The government needs to revise its contract for ticket sales at Angkor Wat if it is to properly manage the increasing number of tourists visiting Cambodia, according to the director-general of Apsara Authority, the government agency that controls Cambodia tourist sites.
“We should evaluate the situation,” said Vann Molyvann.
Speaking at the International Coordinating Committee meeting on Tuesday, he specifically mentioned the government’s contract with oil giant Sokimex that allows the company to sell tickets to Angkor Wat. The deal allows the company to keep profits from ticket sales after it paid a one-time $1 million fee to Apsara.
Vann Molyvann said the several-year contract should be reworked by 2002. The controversial deal has come under little fire since it was approved by the Council of Ministers last year—until last week, when travel agents criticized both Sokimex and Apsara Authority for requiring tourists to provide a photograph when buying their already costly tickets into Angkor Wat.

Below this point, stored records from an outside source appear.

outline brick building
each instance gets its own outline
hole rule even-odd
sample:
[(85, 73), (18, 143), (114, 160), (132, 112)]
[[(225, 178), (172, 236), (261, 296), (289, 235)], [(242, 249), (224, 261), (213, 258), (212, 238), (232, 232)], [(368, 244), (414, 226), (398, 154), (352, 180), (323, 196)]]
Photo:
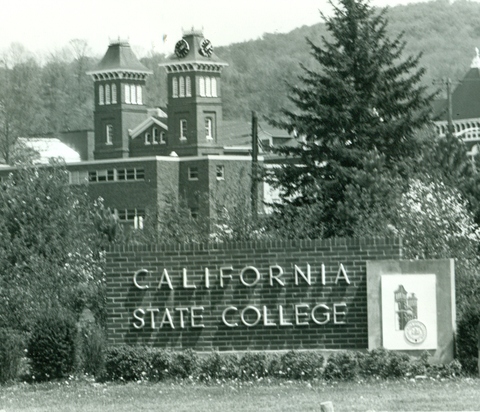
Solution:
[[(111, 43), (87, 73), (94, 86), (93, 133), (61, 136), (82, 158), (67, 163), (71, 183), (88, 185), (93, 198), (102, 197), (121, 222), (135, 227), (146, 217), (156, 221), (170, 196), (184, 196), (192, 214), (203, 216), (212, 213), (212, 201), (203, 200), (213, 194), (225, 198), (234, 190), (249, 196), (251, 137), (244, 132), (250, 126), (223, 124), (221, 72), (227, 65), (201, 31), (185, 32), (162, 64), (168, 80), (164, 112), (145, 105), (152, 72), (127, 42)], [(267, 144), (275, 137), (268, 134)]]

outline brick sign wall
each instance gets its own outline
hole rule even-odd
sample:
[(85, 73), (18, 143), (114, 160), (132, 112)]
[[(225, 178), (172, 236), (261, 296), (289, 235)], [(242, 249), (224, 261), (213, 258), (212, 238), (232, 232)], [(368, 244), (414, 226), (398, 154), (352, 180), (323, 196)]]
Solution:
[(366, 261), (400, 258), (399, 239), (112, 248), (109, 341), (198, 351), (364, 349)]

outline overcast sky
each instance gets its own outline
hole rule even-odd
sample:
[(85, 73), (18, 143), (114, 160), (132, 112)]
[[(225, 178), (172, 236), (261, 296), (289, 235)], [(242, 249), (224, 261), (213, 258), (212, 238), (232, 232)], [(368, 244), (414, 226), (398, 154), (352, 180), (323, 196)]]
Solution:
[(220, 46), (312, 25), (321, 21), (319, 10), (331, 11), (327, 0), (0, 0), (0, 6), (0, 50), (18, 42), (43, 55), (76, 38), (88, 42), (89, 54), (103, 55), (119, 37), (139, 55), (171, 53), (182, 29), (192, 27)]

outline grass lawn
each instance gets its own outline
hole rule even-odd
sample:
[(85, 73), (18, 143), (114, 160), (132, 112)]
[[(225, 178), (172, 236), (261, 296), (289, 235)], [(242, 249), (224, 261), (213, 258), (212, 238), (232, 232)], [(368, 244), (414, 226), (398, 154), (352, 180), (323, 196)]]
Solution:
[(0, 412), (480, 411), (480, 379), (405, 382), (17, 384), (0, 387)]

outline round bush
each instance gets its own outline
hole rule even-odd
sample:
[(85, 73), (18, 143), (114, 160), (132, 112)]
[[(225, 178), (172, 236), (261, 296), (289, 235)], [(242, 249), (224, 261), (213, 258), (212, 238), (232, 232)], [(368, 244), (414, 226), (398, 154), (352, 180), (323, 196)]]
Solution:
[(72, 316), (59, 311), (40, 315), (34, 324), (27, 356), (38, 381), (64, 378), (75, 369), (77, 328)]

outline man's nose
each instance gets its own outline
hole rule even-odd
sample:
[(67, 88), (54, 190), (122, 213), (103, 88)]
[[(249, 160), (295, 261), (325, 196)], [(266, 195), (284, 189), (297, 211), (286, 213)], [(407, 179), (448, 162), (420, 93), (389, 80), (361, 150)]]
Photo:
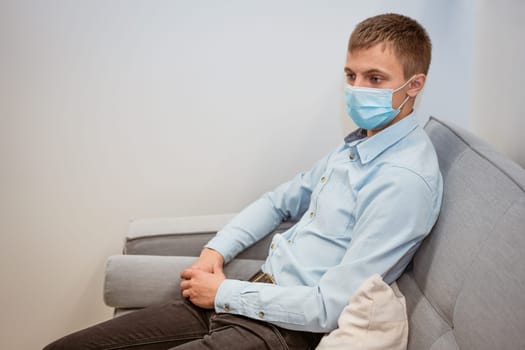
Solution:
[(362, 77), (355, 77), (353, 86), (355, 87), (363, 87), (364, 86), (364, 79)]

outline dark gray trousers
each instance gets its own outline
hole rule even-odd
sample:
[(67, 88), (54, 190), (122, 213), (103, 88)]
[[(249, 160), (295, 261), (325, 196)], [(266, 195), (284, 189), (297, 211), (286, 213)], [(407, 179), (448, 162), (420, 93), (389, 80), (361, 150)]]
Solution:
[(173, 301), (70, 334), (44, 350), (299, 350), (314, 349), (321, 337)]

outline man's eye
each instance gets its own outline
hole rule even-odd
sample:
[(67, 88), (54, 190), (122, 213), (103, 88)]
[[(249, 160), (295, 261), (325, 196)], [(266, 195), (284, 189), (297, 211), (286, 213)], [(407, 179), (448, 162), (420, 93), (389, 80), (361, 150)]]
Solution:
[(354, 81), (355, 80), (355, 74), (354, 73), (346, 73), (346, 80)]
[(383, 81), (383, 78), (381, 77), (378, 77), (378, 76), (370, 77), (370, 82), (372, 84), (380, 84), (382, 81)]

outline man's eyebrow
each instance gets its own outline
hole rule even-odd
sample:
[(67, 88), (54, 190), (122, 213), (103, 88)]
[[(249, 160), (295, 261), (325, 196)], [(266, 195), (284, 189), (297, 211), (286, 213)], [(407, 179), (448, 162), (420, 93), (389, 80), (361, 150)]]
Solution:
[[(354, 73), (354, 71), (351, 70), (348, 67), (345, 67), (344, 71), (345, 71), (345, 73)], [(381, 69), (377, 69), (377, 68), (372, 68), (372, 69), (369, 69), (367, 71), (364, 71), (363, 74), (367, 74), (367, 75), (370, 75), (370, 74), (382, 74), (382, 75), (390, 76), (390, 74), (388, 74), (387, 72), (385, 72), (385, 71), (383, 71)]]
[(387, 75), (387, 76), (390, 75), (387, 72), (382, 71), (381, 69), (377, 69), (377, 68), (369, 69), (369, 70), (365, 71), (364, 74), (382, 74), (382, 75)]

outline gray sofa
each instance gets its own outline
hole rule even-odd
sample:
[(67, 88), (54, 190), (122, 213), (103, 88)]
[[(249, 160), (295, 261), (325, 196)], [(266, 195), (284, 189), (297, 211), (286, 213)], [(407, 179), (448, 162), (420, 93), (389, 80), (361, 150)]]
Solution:
[[(461, 128), (430, 118), (425, 130), (444, 197), (431, 235), (398, 280), (408, 348), (525, 349), (525, 170)], [(231, 217), (132, 222), (124, 254), (108, 259), (106, 304), (119, 315), (179, 297), (180, 270)], [(251, 276), (270, 236), (231, 262), (227, 276)]]

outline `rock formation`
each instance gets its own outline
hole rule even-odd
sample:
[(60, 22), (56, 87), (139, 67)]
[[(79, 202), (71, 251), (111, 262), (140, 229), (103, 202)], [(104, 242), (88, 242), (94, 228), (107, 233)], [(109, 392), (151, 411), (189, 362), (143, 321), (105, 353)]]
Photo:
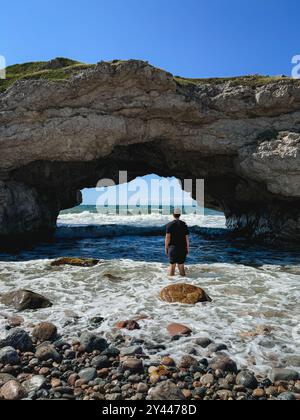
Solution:
[(187, 80), (141, 61), (64, 71), (0, 89), (2, 243), (53, 232), (80, 189), (119, 170), (205, 179), (230, 228), (300, 241), (299, 81)]

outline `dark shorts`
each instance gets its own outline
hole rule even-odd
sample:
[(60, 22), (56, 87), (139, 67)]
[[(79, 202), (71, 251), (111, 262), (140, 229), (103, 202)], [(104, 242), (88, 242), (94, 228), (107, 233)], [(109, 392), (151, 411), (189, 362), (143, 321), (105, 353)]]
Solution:
[(184, 264), (187, 257), (187, 251), (185, 248), (178, 248), (176, 246), (170, 246), (169, 248), (169, 260), (170, 264)]

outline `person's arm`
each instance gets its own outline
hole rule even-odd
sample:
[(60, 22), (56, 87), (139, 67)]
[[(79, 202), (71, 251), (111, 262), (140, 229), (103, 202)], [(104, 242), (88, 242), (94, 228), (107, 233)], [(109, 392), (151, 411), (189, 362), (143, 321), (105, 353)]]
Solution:
[(169, 254), (170, 242), (171, 242), (171, 234), (167, 233), (166, 234), (166, 239), (165, 239), (165, 250), (166, 250), (167, 255)]
[(189, 255), (189, 253), (190, 253), (190, 237), (189, 237), (189, 235), (186, 235), (185, 239), (186, 239), (186, 250), (187, 250), (187, 254)]

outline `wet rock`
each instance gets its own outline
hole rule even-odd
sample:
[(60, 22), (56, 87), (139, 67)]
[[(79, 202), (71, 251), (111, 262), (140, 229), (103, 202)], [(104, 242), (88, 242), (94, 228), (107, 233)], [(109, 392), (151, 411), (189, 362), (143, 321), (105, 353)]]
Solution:
[(182, 324), (170, 324), (167, 327), (168, 333), (170, 336), (174, 337), (175, 335), (190, 335), (192, 330)]
[(39, 342), (54, 341), (57, 336), (57, 328), (50, 322), (41, 322), (33, 329), (32, 336)]
[(98, 265), (100, 260), (92, 258), (60, 258), (51, 263), (51, 267), (61, 267), (65, 265), (71, 265), (73, 267), (95, 267)]
[(20, 357), (13, 347), (3, 347), (0, 350), (0, 363), (3, 365), (18, 365)]
[(161, 365), (167, 366), (167, 367), (175, 367), (176, 366), (176, 363), (175, 363), (175, 360), (174, 359), (172, 359), (171, 357), (166, 356), (166, 357), (164, 357), (161, 360)]
[(225, 354), (215, 357), (210, 362), (209, 367), (213, 370), (220, 369), (223, 372), (233, 372), (233, 373), (237, 372), (236, 363)]
[(256, 338), (259, 336), (268, 336), (271, 335), (273, 328), (268, 327), (267, 325), (260, 325), (254, 331), (247, 331), (240, 333), (242, 338)]
[(0, 340), (0, 348), (13, 347), (22, 352), (32, 350), (32, 340), (29, 334), (19, 328), (9, 332), (3, 340)]
[(129, 370), (133, 373), (142, 373), (144, 371), (143, 361), (135, 358), (128, 358), (122, 362), (124, 370)]
[(23, 387), (25, 388), (26, 392), (30, 394), (31, 392), (36, 392), (43, 388), (46, 383), (46, 379), (41, 375), (32, 376), (27, 381), (22, 383)]
[(140, 330), (141, 327), (134, 320), (120, 321), (116, 324), (116, 328), (122, 330), (126, 329), (128, 331)]
[(189, 284), (172, 284), (165, 287), (160, 297), (168, 303), (183, 303), (195, 305), (198, 302), (211, 302), (211, 298), (200, 287)]
[(108, 348), (108, 343), (103, 337), (89, 332), (81, 334), (79, 341), (81, 352), (92, 353), (95, 350), (102, 352)]
[(291, 392), (284, 392), (277, 397), (280, 401), (295, 401), (296, 397)]
[(195, 339), (195, 344), (203, 349), (206, 349), (210, 344), (212, 344), (212, 340), (208, 337), (198, 337)]
[(42, 295), (30, 290), (16, 290), (0, 297), (0, 302), (6, 306), (12, 306), (17, 311), (28, 309), (50, 308), (52, 303)]
[(245, 388), (255, 389), (258, 385), (257, 379), (254, 374), (249, 370), (243, 370), (236, 377), (237, 385), (242, 385)]
[(109, 358), (107, 356), (96, 356), (92, 359), (91, 364), (96, 369), (108, 368), (110, 366)]
[(256, 388), (252, 395), (254, 398), (263, 398), (266, 396), (266, 392), (263, 388)]
[(54, 360), (55, 362), (61, 361), (61, 356), (50, 343), (43, 343), (37, 347), (35, 357), (39, 361)]
[(150, 382), (156, 384), (161, 378), (167, 376), (168, 372), (165, 366), (150, 366), (148, 369)]
[(149, 390), (148, 399), (150, 401), (179, 401), (185, 400), (185, 396), (172, 381), (164, 381)]
[(97, 377), (97, 371), (95, 368), (86, 368), (81, 370), (78, 375), (85, 383), (89, 383)]
[(273, 383), (277, 381), (297, 381), (299, 374), (291, 369), (273, 369), (269, 374), (269, 378)]
[(17, 381), (6, 382), (0, 389), (0, 399), (7, 401), (22, 400), (27, 397), (25, 388)]
[(192, 366), (198, 366), (198, 361), (192, 356), (183, 356), (178, 366), (181, 369), (189, 369)]

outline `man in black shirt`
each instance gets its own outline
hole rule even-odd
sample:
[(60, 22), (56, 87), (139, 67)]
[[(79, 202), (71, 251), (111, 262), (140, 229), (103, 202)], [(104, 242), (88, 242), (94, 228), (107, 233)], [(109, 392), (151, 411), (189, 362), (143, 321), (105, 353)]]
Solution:
[(180, 275), (185, 277), (185, 261), (190, 252), (189, 229), (185, 222), (180, 220), (181, 210), (174, 210), (174, 220), (167, 225), (166, 254), (170, 259), (169, 275), (174, 276), (178, 265)]

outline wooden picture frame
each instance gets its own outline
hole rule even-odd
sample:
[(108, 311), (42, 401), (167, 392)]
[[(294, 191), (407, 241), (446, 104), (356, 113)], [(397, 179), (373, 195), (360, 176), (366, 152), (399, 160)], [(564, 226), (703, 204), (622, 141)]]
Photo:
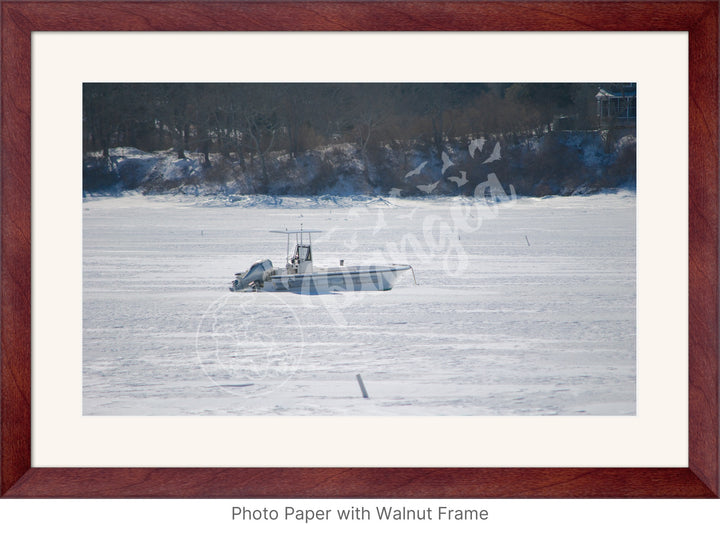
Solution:
[[(717, 2), (2, 1), (0, 495), (718, 497)], [(608, 16), (610, 10), (613, 15)], [(30, 36), (34, 31), (676, 31), (689, 36), (687, 468), (33, 468)]]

The temples have been attracting more than 15,000 visitors per month at $20, $40 and $60 per ticket for one-day, three-day and one-week passes.
At Tuesday’s committee meeting, officials also stressed the need to balance this tourism surge against continuing conservation efforts. For instance, the sound vibrations made by proposed helicopter tours over the temple complex could affect the ancient temples, officials said.